Fitness training has traditionally emphasized aerobic exercise such as running and cycling. More recently, the importance of strength training for both younger and older populations has received increased attention, and a growing number of children and adolescents are experiencing the benefits of strength training. Contrary to the traditional belief that strength training is dangerous for children or that it could lead to bone plate disturbances, the American College of Sports Medicine (ACSM) contends that strength training can be a safe and effective activity for this age group, provided that the program is properly designed and competently supervised.

The 2000-2001 Committee on Sports Medicine & Fitness from the American Academy of Pediatrics recommend the following:

  1. Strength training programs for preadolescents and adolescents can be safe and effective if proper resistance training techniques and safety precautions are followed.
  2. Preadolescents and adolescents should avoid competitive weight lifting, power lifting, body building, and maximal lifts until they reach physical and skeletal maturity.
  3. When pediatricians are asked to recommend or evaluate strength training programs for children and adolescents, the following issues should be considered:
    1. Before beginning a formal strength training program, a medical evaluation should be performed by a pediatrician. If indicated, a referral may be made to a sports medicine physician who is familiar with various strength training methods as well as risks and benefits in preadolescents and adolescents.
    2. Aerobic conditioning should be coupled with resistance training if general health benefits are the goal.
    3. Strength training programs should include a warm-up and cool-down component.
    4. Specific strength training exercises should be learned initially with no load (resistance). Once the exercise skill has been mastered, incremental loads can be added.
    5. Progressive resistance exercise requires successful completion of 8 to 15 repetitions in good form before increasing weight or resistance.
    6. A general strengthening program should address all major muscle groups and exercise through the complete range of motion.
    7. Any sign of injury or illness from strength training should be evaluated before continuing the exercise in question.

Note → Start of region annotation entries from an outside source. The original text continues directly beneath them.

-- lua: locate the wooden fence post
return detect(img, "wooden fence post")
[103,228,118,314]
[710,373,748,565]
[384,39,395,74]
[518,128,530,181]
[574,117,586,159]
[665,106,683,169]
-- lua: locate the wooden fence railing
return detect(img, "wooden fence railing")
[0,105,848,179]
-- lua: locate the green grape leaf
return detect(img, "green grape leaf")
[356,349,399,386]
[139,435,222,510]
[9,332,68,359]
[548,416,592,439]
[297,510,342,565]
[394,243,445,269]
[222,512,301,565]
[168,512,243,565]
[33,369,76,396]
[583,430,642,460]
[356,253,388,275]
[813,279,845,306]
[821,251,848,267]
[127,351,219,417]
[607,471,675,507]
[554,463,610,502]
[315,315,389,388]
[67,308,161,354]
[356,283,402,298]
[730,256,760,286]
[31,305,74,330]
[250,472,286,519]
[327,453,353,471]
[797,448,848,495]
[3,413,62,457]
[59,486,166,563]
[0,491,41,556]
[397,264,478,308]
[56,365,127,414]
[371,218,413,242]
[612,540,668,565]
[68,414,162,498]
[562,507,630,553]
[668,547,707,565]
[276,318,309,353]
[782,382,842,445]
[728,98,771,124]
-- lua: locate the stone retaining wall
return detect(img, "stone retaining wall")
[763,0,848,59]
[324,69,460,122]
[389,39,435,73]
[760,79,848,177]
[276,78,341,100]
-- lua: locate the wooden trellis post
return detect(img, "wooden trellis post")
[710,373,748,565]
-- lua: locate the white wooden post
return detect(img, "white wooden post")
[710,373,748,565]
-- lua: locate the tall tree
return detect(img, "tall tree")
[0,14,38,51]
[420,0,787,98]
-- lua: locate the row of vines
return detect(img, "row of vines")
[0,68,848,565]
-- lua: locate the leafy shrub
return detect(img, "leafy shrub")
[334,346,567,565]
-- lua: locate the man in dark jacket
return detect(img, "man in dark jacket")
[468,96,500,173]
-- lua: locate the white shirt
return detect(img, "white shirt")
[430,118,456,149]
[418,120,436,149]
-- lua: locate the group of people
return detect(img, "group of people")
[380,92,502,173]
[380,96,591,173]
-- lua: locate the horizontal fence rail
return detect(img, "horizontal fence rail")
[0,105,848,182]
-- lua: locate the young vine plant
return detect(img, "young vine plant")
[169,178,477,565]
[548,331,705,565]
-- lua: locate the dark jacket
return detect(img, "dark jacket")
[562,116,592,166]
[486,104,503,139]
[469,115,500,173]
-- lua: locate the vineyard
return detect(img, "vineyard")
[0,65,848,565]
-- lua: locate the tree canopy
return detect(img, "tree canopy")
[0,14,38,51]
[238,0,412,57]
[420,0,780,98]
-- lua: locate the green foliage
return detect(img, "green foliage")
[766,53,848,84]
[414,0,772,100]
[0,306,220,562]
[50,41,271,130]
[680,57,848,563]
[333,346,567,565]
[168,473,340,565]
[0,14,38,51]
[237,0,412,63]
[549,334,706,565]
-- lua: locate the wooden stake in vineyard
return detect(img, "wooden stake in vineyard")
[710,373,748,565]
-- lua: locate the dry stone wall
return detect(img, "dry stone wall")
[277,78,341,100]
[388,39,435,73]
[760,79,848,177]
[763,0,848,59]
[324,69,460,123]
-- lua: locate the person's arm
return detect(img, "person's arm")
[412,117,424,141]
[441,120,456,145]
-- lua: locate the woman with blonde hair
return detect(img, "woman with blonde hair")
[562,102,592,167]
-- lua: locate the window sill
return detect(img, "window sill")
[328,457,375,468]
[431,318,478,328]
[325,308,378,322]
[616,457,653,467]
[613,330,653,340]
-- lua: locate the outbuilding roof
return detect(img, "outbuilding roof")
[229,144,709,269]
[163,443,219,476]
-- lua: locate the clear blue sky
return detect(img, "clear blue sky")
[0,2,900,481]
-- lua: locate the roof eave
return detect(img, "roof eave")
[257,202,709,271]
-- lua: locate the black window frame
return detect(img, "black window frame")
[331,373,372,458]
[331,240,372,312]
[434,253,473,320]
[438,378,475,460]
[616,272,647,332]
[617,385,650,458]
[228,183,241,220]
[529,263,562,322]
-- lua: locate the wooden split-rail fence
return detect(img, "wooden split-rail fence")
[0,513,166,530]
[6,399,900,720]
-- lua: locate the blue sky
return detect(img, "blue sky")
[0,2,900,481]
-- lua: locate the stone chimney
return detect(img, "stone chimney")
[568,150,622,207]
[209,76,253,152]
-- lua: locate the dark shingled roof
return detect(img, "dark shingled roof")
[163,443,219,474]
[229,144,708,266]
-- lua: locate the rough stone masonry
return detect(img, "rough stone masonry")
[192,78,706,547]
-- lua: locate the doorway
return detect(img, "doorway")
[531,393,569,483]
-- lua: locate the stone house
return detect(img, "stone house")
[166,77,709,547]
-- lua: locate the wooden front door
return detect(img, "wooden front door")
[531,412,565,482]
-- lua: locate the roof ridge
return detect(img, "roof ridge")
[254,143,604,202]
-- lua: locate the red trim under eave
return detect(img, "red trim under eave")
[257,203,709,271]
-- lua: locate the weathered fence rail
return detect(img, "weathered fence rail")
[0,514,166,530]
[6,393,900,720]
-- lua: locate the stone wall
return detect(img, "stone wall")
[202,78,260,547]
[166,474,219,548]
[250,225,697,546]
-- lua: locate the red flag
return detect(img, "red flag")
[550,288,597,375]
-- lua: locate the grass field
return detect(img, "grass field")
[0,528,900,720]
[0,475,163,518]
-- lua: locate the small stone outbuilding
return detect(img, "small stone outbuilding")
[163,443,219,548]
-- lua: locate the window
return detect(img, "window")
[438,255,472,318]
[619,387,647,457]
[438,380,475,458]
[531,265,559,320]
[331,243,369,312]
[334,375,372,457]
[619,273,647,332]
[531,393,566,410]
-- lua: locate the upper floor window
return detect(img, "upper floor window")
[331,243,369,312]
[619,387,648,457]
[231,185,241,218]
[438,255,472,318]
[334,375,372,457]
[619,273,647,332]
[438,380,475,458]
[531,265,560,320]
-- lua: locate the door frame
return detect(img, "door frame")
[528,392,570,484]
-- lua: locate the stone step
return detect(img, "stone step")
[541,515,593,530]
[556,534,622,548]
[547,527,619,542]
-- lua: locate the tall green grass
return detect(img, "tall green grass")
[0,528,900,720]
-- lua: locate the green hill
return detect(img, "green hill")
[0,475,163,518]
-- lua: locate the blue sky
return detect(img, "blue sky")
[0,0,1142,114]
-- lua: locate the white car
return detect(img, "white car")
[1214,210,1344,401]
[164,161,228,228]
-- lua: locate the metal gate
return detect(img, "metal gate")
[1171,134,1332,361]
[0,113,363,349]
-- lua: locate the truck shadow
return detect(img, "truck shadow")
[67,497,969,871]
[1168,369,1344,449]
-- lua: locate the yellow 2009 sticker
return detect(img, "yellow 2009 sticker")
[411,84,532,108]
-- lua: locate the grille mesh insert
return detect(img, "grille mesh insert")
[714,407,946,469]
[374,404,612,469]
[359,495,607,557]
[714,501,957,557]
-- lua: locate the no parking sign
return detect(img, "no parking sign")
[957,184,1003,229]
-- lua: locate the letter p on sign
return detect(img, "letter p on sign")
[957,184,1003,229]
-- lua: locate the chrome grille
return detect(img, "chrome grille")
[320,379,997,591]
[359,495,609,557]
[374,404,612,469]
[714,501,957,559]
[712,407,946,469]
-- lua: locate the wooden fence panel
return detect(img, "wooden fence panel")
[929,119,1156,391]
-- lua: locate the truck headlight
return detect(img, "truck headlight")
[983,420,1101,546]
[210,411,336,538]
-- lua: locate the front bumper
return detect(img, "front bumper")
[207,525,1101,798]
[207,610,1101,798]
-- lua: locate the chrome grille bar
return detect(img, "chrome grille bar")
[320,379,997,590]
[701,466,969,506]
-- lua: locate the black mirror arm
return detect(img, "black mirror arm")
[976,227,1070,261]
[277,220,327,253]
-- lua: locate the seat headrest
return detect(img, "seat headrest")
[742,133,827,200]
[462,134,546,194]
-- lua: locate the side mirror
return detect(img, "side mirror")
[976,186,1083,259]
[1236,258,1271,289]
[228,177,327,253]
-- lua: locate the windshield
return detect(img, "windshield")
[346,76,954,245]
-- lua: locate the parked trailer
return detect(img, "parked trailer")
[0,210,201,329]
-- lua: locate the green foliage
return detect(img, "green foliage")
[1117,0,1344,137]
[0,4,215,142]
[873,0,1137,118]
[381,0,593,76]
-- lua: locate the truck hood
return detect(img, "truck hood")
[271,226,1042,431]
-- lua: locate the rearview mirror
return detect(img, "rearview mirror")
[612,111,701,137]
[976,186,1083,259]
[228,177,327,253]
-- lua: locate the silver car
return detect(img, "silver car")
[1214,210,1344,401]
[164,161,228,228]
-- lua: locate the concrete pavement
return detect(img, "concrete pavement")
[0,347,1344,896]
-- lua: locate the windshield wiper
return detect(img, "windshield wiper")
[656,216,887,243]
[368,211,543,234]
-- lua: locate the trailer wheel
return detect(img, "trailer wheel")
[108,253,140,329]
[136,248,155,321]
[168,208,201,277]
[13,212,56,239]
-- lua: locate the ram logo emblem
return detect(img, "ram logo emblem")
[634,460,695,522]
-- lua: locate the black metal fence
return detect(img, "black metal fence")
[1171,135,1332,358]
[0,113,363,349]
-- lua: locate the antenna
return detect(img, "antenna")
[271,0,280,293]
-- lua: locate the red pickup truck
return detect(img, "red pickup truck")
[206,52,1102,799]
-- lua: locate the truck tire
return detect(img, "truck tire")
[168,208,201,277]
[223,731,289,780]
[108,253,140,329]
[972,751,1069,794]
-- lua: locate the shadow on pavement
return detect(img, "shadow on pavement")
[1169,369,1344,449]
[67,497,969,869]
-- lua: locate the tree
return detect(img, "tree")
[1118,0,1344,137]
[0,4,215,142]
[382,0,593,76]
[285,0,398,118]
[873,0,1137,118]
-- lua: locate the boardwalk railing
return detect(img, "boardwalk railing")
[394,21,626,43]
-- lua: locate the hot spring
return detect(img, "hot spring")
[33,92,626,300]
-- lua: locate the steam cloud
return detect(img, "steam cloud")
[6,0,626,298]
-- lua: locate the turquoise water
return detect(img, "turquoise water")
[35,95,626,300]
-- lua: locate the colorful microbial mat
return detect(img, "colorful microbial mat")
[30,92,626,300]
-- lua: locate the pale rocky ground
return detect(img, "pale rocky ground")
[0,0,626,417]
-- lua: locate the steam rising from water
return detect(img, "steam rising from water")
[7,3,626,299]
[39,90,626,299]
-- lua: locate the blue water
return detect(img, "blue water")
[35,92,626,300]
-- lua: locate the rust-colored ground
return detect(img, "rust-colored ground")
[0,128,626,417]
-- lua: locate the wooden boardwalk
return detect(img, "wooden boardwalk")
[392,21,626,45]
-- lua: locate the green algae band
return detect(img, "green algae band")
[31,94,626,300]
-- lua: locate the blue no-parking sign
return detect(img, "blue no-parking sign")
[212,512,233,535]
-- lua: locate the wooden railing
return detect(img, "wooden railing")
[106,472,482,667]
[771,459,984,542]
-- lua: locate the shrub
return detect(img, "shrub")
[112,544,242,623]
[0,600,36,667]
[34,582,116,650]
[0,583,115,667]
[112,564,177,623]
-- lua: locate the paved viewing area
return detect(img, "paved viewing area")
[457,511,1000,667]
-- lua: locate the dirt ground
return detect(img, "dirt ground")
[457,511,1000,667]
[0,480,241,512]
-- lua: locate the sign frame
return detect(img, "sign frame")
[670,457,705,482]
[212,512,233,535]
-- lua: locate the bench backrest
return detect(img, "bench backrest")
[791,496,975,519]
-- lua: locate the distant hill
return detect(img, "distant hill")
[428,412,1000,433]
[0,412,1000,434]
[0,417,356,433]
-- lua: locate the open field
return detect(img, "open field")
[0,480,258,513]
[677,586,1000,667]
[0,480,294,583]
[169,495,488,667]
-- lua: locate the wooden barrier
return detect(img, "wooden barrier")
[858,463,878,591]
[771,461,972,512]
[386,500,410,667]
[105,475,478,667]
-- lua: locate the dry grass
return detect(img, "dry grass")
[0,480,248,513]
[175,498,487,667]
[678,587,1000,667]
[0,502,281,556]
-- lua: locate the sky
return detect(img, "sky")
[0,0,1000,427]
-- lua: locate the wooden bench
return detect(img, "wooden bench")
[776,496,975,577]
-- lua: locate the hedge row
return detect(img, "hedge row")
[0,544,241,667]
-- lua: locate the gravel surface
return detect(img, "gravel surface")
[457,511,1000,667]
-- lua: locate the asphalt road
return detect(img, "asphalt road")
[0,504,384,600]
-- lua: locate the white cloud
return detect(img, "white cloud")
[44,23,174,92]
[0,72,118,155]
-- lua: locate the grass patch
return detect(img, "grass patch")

It must be emphasized, however, that strength training is a specialized form of physical conditioning distinct from the competitive sports of weightlifting and powerlifting, in which individuals attempt to lift maximal amounts of weight in competition. Strength training refers to a systematic program of exercises designed to increase an individual's ability to exert or resist force.

Children and adolescents can participate in strength training pro-grams provided that they have the emotional maturity to accept and follow directions. Many seven and eight year-old boys and girls have benefitted from strength training, and there is no reason why younger children could not participate in strength-related activities, such as push-ups and sit-ups, if they can safely perform the exercises and follow instructions. Generally speaking, if children are ready for participation in organized sports or activities - such as Little League baseball, soccer, or gymnastics - then they are ready for some type of strength training.

A variety of training programs and many types of equipment - from rubber tubing to weight machines designed for children - have proven to be safe and effective. Although there are no scientific reports that define the optimal combinations of sets and repetitions for children and adolescents, one to three sets of six to fifteen repetitions performed two to three times per week on nonconsecutive days have been found to be reasonable. Beginning with one set of several upper and lower body exercises that focus on the major muscle groups will allow room for progress to be made. The program can be made more challenging by gradually increasing the weight or the number of sets and repetitions. Strength training with maximal weights is not recommended because of the potential for possible injuries related to the long bones, growth plates, and back. It must be underscored that the overriding emphasis should be on proper technique and safety - not on how much weight can be lifted.

In 1985 the NSCA (National Strength and Conditioning Association) published guidelines of prepubescent strength training. Those guidelines are as follows:

Strength training can begin at any age. But certain factors should come into consideration. The child should have apreparticipatory medical examination. He/she should be emotionally mature enough to follow directions. No child should be left unsupervised when lifting weights.

The strength training program should include a variety of different physical activities in addition to strength training. It is recommended that 50 to 80% of the prepubescent athletes program should include a variety of different activities, to enhance their abilities and keep them interested.

When introducing a child to a strength training exercises with free weights, and on machines, no resistance (weight) should be used initially. When the child has mastered the exercise then weight can be added. Utilizing exercises that use body weight as resistance i.e. chin-ups, dips, and sit-ups, are excellent for prepubescents as well as adults.

A prepubescent's training program should consist of high repetitions and low weight. The NSCA recommends six to 15 repetitions per set. One repetition maximum should never be attempted.

The training program could be performed three times a week, with a day of rest in between. in a 60 minute session the workout should consist of: warm-up, 20-30 minutes of weight training, 30-40 minutes of games (soccer, basketball etc...) and a cool- down.

(Always consult your doctor before beginning any new exercise program.)